Comparison between the empirical saliency map and the fixation density of data generated by the model, for three different images from the test-set.
The empirical saliency is represented by the shading, and the contour lines represent the density of the data generated by the model. The generated data recovers the original empirical saliency map.
Fig 6.
Saccade amplitude density—Experimental and simulated.
Saccade amplitude density, aggregated over the data from all participants, of the experimental data and data generated by the full model and the simplified competitor models. Top. Comparison of all models. Bottom. Comparison between the full model and the Local Saliency Model. The shading corresponds to confidence bounds regarding the estimate of the model parameters. The full model captures the different kinds of saccade lengths, whereas the simpler models fail to do so.
Fig 7.
Saccade amplitude autocorrelation—Experimental and simulated.
Saccade amplitude autocorrelation, averaged over experimental data from all participants and over all simulations generated by the full model (and the various competitor models).
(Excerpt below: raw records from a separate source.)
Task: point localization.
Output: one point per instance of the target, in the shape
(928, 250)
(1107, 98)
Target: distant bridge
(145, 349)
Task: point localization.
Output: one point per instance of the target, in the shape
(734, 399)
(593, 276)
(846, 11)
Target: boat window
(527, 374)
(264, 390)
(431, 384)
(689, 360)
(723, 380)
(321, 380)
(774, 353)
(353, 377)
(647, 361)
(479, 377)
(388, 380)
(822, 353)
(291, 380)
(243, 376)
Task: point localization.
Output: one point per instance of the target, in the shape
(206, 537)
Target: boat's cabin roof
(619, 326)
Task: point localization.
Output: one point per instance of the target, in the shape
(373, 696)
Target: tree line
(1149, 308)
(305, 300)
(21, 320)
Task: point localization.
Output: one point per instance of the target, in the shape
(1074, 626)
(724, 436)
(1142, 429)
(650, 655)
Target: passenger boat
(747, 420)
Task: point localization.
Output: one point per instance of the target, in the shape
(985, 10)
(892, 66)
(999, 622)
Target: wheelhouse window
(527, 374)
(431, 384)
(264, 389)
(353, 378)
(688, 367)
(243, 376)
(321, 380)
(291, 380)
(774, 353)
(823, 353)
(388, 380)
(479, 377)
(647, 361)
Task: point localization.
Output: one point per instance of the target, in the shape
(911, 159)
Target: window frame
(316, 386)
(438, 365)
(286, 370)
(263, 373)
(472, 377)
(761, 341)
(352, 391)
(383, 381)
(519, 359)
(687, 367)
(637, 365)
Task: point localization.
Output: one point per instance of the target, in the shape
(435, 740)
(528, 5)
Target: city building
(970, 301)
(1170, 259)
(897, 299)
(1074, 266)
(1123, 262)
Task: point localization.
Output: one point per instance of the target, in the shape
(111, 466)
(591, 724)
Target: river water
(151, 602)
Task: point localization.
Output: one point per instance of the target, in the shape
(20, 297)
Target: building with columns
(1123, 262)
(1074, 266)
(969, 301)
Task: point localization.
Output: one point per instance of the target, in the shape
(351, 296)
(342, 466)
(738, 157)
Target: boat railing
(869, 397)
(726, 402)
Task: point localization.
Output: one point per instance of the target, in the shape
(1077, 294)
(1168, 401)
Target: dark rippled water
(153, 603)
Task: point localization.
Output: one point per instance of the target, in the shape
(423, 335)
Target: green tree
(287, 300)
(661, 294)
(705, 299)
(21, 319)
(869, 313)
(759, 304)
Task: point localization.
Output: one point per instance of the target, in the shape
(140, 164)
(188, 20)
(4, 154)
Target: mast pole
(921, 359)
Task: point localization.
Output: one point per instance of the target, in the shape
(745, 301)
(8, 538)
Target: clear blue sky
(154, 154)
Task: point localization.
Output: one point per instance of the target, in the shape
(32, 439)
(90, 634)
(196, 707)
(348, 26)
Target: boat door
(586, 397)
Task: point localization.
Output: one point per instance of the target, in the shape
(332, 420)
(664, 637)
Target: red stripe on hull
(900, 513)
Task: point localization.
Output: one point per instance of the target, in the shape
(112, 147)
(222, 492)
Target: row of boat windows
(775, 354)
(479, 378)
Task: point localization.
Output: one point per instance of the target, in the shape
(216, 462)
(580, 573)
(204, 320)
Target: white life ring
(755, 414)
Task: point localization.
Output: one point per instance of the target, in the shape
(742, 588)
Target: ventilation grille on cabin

The full Local and Global Attention Model approximates the autocorrelation in amplitude of successive saccades, whereas the simpler models fail to reproduce the lag-1 anti-correlation.
Fig 8.
Comparison between experimental and simulated subjects’ mean and standard deviation of saccade amplitude.
Left. Participants’ mean saccade amplitudes compared with the mean saccade lengths of data generated by the Local and Global Attention model. Right. The standard deviation of the subjects’ saccade amplitude compared to the standard deviation of the data generated by the Local and Global Attention model. Overall the model captures the both the mean and the standard deviation of the saccade amplitude of the different subjects.
Table 1.
Comparison of the coefficient of determination, between the mean (or std) of the subjects’ saccade amplitudes and the saccade amplitudes of the data generated by the different models.
Other than the local saliency model, all models capture both the mean ant the standard deviation of the saccade amplitudes of the different subjects.
Fig 9.
Experimental and simulated saccade direction and saccade direction change frequency.
Left. Absolute saccade direction. The empirical data demonstrate a strong tendency to saccades towards the left and right directions, and a weaker tendency to perform saccades directed upwards. The generated data captures the tendency to perform horizontal saccades, but not vertical saccades. Right. Change in saccade direction. The generated data demonstrates the tendency to persist in the same direction. The models fail to capture this persistence.
Fig 10.
ROC curves of the different model variants.
The full model performs slightly better than the Local and Fixed Choice models. The Local Saliency Model performs significantly worse than the other model variants.
Table 2.
AUC, NSS and IG of the different model variants.
The full model performs better than the Local and Fixed Choice models. The Local Saliency Model performs significantly worse than the other model variants.